The first time similar results have been observed in a human trial

Glaucoma leads to vision loss when cells in the optic nerve and retina degenerate. The existing pressure-lowering eye drops or surgery treatments may, at best, reduce the risk of further injury and slow down the process. However, it is not currently possible to protect cells from further damage or regenerate a damaged optic nerve in glaucoma and recover vision.

Earlier pre-clinical research has demonstrated that a form of vitamin B3 called nicotinamide could prevent optic nerve degeneration in animal models – but this is the first time similar results have been observed in a human trial.

Nicotinamide improved glaucoma patients’ visual function

The results of the current study show significant improvement in the visual function of glaucoma patients who received a daily high dose of 3 grams of nicotinamide for 12 weeks in addition to their regular treatment to reduce eye pressure.

“This study clearly demonstrates a robust protective effect for nicotinamide in existing glaucoma patients. This is very exciting as it provides more evidence to support longer-term clinical trials,” says Assistant Professor Pete Williams at Karolinska Institutet and St. Erik Eye Hospital, one of the researchers behind the study.

57 glaucoma patients from Melbourne, Australia, were included in the study, all of whom received both placebo and nicotinamide alternately over the course of the study. The visual function was assessed using electroretinography, a diagnostic test which measures electrical activity in the cells of the retina, and visual field testing to determine any changes that occurred.

“The study also provides the first evidence that visual function testing can be used as a clinical trial and diagnostic tool for detecting glaucoma progression. It could therefore be used to significantly shorten glaucoma clinical trial time and bring new treatments to patients sooner. Longer trials are needed to see if these changes in visual function correlate with structural changes in glaucoma patient retina and optic nerve,” Pete Williams says.

A viable glaucoma treatment

Nicotinamide is well tolerated in patients further suggesting its utility in the clinic.
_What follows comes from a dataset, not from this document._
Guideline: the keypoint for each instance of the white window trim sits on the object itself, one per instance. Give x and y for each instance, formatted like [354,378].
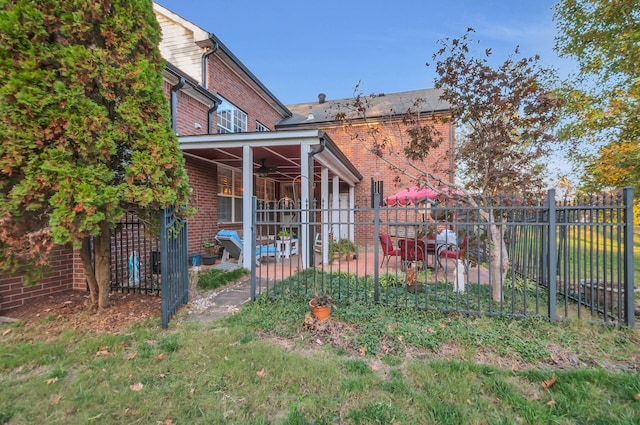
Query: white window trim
[236,123]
The researchers conclude that nicotinamide could be a viable glaucoma treatment and is advantageous as it is well tolerated, cheap, and easily available.

Although promising results longer international multi centre studies are needed to see if these early changes predict long term changes in glaucoma patients.

The study, led by the Centre for Eye Research Australia, also included researchers from the University of Melbourne, Duke NUS-Medical School, Singapore Eye Research Institute, Karolinska Institutet/St. Erik Eye Hospital, University of Adelaide and Cambridge University.

Funding for this study was provided by the Ophthalmic Research Institute of Australia, the Victorian Government’s Operational Infrastructure Program, Jack Brockhoff Foundation, Marian and EH Flack Trust, Jean Miller Foundation, Connie and Craig Kimberley Fund, Vetenskapsrådet and Board of Research Faculty at Karolinska Institutet.